From an investor's point of view, the gap in both value and pricing is widening between premium buildings in core markets and lower-quality buildings in secondary markets. “If a building is going to be exposed to those weak fundamentals, investors are underwriting it conservatively. But if you have a well-leased building, investors will be very aggressively pursuing it,” says James Hanson, managing director of the capital markets group for Jones Lang LaSalle in Chicago.

It is those marginal buildings that are creating a drag on values. Office-building values declined 2.3% from first-quarter levels, according to a survey of buildings in the top 50 markets prepared by New York-based Reis Inc. The survey put second-quarter office values at an average $137.09 per sq. ft., compared with $140.32 in the first quarter. The findings are based upon 10-year forecasted discounted cash flows at individual buildings surveyed.

“Clearly, there is a loss of value because the drop-off in fundamentals has been extreme,” says Alan Pontius, national director of the office and industrial properties group for Encino, Calif.-based Marcus & Millichap Real Estate Investment Brokerage Co.

National office vacancies rose to an average of 16.5% in the second quarter, up from 15.3% a year earlier, according to Reis.
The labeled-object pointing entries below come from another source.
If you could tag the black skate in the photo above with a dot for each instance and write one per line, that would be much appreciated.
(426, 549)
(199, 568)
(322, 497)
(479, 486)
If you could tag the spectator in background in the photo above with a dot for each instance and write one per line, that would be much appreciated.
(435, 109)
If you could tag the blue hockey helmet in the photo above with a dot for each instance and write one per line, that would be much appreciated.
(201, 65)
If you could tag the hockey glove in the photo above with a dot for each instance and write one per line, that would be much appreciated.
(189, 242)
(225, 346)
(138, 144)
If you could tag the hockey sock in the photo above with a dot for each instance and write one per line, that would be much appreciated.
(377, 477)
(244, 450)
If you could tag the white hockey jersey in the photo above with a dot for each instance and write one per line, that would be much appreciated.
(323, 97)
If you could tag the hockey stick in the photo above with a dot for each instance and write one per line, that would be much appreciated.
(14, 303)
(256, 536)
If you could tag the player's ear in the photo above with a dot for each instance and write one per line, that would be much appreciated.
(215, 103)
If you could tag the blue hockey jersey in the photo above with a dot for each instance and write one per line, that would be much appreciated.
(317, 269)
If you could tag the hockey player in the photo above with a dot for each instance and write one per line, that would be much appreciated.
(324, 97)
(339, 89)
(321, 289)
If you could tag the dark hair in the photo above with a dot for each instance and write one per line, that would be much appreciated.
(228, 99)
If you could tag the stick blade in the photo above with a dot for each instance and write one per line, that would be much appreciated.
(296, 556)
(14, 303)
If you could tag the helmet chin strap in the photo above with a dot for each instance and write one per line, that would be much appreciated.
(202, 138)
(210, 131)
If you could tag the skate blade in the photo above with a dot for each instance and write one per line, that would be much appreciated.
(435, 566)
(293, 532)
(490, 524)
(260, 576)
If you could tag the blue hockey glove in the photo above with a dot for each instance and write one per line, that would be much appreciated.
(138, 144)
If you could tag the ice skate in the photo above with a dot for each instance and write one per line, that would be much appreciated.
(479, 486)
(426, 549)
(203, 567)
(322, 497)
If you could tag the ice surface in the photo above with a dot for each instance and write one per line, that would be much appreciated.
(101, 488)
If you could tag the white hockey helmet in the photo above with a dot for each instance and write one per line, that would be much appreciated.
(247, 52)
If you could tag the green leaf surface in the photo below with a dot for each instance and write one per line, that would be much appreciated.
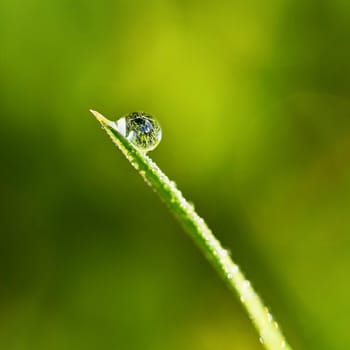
(269, 333)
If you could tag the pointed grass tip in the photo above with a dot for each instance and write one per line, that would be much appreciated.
(100, 117)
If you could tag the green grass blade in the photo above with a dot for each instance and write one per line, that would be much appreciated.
(269, 332)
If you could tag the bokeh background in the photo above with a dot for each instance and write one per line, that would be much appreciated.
(254, 101)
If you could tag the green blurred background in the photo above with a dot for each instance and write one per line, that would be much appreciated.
(254, 101)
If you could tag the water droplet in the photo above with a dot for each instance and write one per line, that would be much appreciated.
(141, 129)
(234, 269)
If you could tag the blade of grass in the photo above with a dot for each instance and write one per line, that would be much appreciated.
(269, 332)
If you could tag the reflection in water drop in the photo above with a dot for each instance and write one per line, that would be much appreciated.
(141, 129)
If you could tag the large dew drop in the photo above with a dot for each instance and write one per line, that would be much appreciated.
(141, 129)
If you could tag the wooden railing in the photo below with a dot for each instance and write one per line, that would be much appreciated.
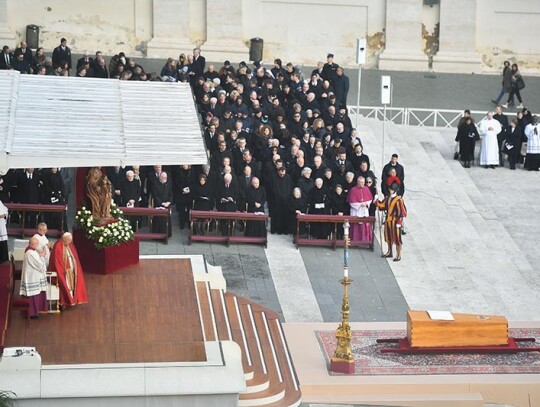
(300, 239)
(27, 230)
(209, 219)
(131, 212)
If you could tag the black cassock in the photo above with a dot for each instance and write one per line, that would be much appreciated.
(227, 198)
(202, 197)
(467, 136)
(255, 195)
(162, 193)
(282, 188)
(297, 204)
(319, 204)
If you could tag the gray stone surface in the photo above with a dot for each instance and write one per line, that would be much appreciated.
(373, 295)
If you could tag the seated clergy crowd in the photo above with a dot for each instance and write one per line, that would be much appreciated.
(277, 141)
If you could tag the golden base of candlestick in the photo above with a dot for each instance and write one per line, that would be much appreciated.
(343, 361)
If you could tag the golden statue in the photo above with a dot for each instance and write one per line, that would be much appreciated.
(99, 191)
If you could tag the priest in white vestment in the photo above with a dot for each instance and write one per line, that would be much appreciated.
(33, 279)
(44, 244)
(489, 152)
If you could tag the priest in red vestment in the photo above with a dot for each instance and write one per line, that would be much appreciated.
(65, 261)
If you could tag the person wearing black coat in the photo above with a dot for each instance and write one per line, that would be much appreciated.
(255, 199)
(183, 178)
(341, 87)
(62, 54)
(130, 195)
(203, 200)
(467, 136)
(297, 205)
(228, 196)
(163, 199)
(400, 172)
(319, 204)
(512, 143)
(339, 206)
(117, 176)
(29, 191)
(282, 187)
(53, 194)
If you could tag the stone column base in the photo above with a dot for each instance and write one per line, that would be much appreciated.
(457, 62)
(218, 51)
(403, 61)
(168, 48)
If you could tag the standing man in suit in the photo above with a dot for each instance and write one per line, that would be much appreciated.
(27, 52)
(85, 59)
(227, 197)
(198, 64)
(7, 58)
(163, 199)
(29, 186)
(62, 54)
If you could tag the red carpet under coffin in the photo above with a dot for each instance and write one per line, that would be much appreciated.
(107, 260)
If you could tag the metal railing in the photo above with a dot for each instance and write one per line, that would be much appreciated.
(409, 116)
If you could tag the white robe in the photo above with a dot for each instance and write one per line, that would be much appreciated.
(43, 244)
(489, 152)
(33, 278)
(533, 140)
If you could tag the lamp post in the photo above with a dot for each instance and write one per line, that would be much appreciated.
(343, 361)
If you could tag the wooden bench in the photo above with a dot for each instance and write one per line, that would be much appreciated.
(231, 237)
(332, 241)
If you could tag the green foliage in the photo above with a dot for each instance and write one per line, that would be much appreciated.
(6, 398)
(111, 234)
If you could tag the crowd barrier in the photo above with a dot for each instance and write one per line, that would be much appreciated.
(208, 227)
(135, 213)
(303, 238)
(23, 211)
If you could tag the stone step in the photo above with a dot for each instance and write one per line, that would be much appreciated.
(461, 264)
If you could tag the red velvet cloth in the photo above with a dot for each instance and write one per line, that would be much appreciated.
(107, 260)
(56, 263)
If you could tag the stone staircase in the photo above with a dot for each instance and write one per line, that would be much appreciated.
(268, 370)
(458, 254)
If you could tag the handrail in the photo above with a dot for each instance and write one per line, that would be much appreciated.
(422, 117)
(39, 208)
(207, 217)
(333, 241)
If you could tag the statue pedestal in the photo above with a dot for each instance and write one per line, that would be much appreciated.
(107, 260)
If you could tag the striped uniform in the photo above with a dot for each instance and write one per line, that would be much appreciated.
(395, 212)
Asking rents averaged $25, down 4.6% from a year ago, and effective rents dropped 6.5% to $21.03.

Yet despite those weak fundamentals, sale prices are not taking a corresponding tumble. In fact, a number of transactions are actually posting prices per square foot that are higher compared with sales a year ago. In Chicago, for example, the median price per sq. ft. rose 13.2% during the first half of 2003 to $120.14 per sq. ft., compared with $106.12 in 2002, according to Marcus & Millichap. In downtown Chicago, 225 W. Wacker recently sold for $145 million, or $226 per sq. ft.
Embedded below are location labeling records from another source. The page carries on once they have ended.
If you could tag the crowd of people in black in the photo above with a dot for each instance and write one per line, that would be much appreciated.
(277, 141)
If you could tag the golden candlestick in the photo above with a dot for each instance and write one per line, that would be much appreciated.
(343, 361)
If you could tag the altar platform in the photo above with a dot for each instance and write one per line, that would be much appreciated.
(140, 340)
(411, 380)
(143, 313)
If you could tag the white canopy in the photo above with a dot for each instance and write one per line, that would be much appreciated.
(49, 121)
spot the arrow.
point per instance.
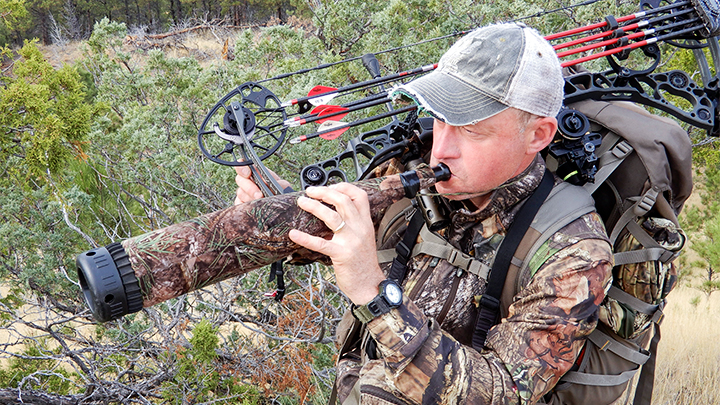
(359, 85)
(628, 17)
(337, 125)
(321, 114)
(624, 29)
(635, 45)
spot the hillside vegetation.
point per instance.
(98, 143)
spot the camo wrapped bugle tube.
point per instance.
(186, 256)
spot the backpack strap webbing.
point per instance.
(404, 248)
(603, 341)
(489, 303)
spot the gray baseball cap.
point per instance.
(487, 71)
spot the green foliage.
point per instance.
(703, 225)
(106, 149)
(43, 114)
(34, 369)
(197, 378)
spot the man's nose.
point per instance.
(445, 142)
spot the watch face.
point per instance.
(393, 293)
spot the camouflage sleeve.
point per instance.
(527, 352)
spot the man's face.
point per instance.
(481, 156)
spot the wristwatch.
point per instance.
(390, 297)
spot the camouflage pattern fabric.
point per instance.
(649, 281)
(424, 348)
(186, 256)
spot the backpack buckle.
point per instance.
(647, 201)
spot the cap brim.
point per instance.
(451, 99)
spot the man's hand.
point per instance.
(247, 189)
(352, 248)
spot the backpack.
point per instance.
(643, 181)
(643, 178)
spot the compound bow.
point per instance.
(250, 123)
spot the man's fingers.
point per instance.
(324, 213)
(311, 242)
(243, 171)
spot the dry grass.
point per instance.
(688, 365)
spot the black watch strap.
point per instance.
(378, 306)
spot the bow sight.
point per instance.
(251, 128)
(250, 124)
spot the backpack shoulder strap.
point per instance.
(565, 204)
(489, 302)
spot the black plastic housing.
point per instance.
(108, 282)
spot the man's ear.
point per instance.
(541, 132)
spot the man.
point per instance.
(494, 97)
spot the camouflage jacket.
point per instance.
(424, 349)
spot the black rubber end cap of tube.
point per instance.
(108, 282)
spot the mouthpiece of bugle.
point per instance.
(124, 277)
CBD properties in general continue to attract top dollar. Real Capital Analytics, New York, tracked $7.5 billion in CBD office transactions in the first half of 2003. Deal volume increased 13% compared with the first half of 2002, while pricing rose 7% to $190 per sq. ft., compared with $178 during the first half of 2002.
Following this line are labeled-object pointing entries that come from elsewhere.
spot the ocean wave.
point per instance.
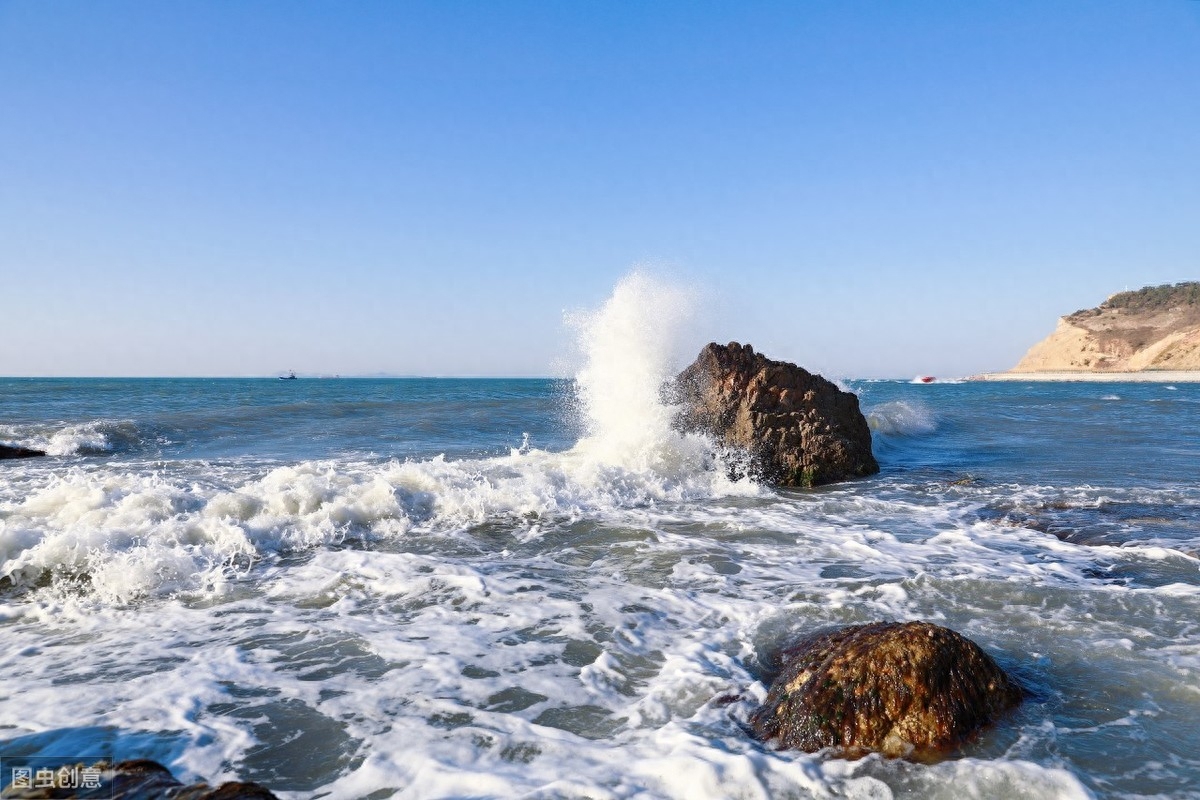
(901, 419)
(125, 534)
(91, 438)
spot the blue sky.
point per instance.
(868, 188)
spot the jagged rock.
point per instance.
(7, 451)
(135, 780)
(899, 689)
(798, 428)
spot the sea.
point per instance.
(535, 588)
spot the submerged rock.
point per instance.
(7, 451)
(137, 780)
(798, 428)
(899, 689)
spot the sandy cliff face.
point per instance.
(1151, 329)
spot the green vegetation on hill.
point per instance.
(1149, 299)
Suburban office transactions, on the other hand, do show some signs of softening. The volume of suburban office property sales dropped 2% at mid-year to $9.3 billion. At the same time, pricing dipped to $123 per sq. ft., a 14% drop from the $143 per sq. ft. during the first half of 2002, reports Real Capital Analytics.

Because owners are hanging on to those marginal properties, deal velocity is expected to slow in the coming months. Pontius of Marcus & Millichap expects total transaction volume to decline about 5% in 2003. The historically low interest rates have enabled many landlords to hold properties despite lower cash flow.

“A lot of marginal buildings are not trading today,” Pontius says, “because the owner doesn't want to contend with the discounting.”